Earlier this year the Government (BDUK) also made an additional £22.75m (here) available to help the area boost its target up to 95% with access to a fixed line superfast broadband (24Mbps+) service by 2017, which the councils needed to match.

But unfortunately the total combined value of the agreed extension project has fallen several million short at £38m and more effort will thus be needed to find the remaining £3m. But the 2017 target still looks to be safe.

Andrew Leadbetter, Devon Councillor, said:

We are delighted to announce that Connecting Devon and Somerset and its partners have raised over £19 million towards better superfast broadband coverage in Devon and Somerset. This means that together with the matched funding from Government we have over £38 million to invest, the largest of any superfast broadband programme in the UK. This enables us to increase coverage to 95% of homes and businesses by 2017. It puts us well on the way to our ultimate ambition of 100% coverage by 2020.

Our next step will be to run an open procurement exercise to find the best partners to deliver this investment. We aim to start this process in September and select one or more partners by next February. By that time, we will also be able to identify the next communities that will benefit from the additional funding.
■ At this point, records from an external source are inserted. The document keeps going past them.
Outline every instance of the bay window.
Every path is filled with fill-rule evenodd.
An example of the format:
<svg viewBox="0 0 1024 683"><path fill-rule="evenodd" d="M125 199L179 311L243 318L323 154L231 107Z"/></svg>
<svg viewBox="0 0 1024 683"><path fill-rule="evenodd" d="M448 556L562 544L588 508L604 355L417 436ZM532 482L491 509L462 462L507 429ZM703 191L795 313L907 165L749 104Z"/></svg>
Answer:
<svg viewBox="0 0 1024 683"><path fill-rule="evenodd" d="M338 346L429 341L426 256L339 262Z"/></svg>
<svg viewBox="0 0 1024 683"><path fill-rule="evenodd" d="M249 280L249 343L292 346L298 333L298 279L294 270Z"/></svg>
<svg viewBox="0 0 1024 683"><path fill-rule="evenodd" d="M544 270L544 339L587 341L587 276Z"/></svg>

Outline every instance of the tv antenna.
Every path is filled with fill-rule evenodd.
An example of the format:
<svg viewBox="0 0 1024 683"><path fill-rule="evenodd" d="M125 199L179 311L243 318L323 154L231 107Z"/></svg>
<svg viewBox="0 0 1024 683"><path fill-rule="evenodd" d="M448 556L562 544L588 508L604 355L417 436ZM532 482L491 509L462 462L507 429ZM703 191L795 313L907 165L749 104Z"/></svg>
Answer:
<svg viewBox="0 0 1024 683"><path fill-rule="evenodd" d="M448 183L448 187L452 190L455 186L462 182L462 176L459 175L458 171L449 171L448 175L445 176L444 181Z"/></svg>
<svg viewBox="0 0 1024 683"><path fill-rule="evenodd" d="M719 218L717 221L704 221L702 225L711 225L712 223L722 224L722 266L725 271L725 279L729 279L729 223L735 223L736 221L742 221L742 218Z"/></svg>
In the meantime, we are focused on raising a further £3 million to bring us up to our original target of £22.75 million of funding. This will then release the equivalent government match funding which is still available. So there is still time to get an even better deal for the region.”

Several other Local Authorities have also reported on the struggle to find the necessary funding, which is understandably very difficult for some to do when most are still experiencing the fallout from austerity (i.e. being asked to cut millions off their annual budgets). On the other hand broadband can help to improve the local economy and many feel as if it will thus eventually end up paying for itself.

As investment cases go it’s not a bad choice in terms of risk, although risk-averse is also one of the reasons why councils tend to favour BT’s known approach over that of smaller but potentially more innovative alternative ISPs.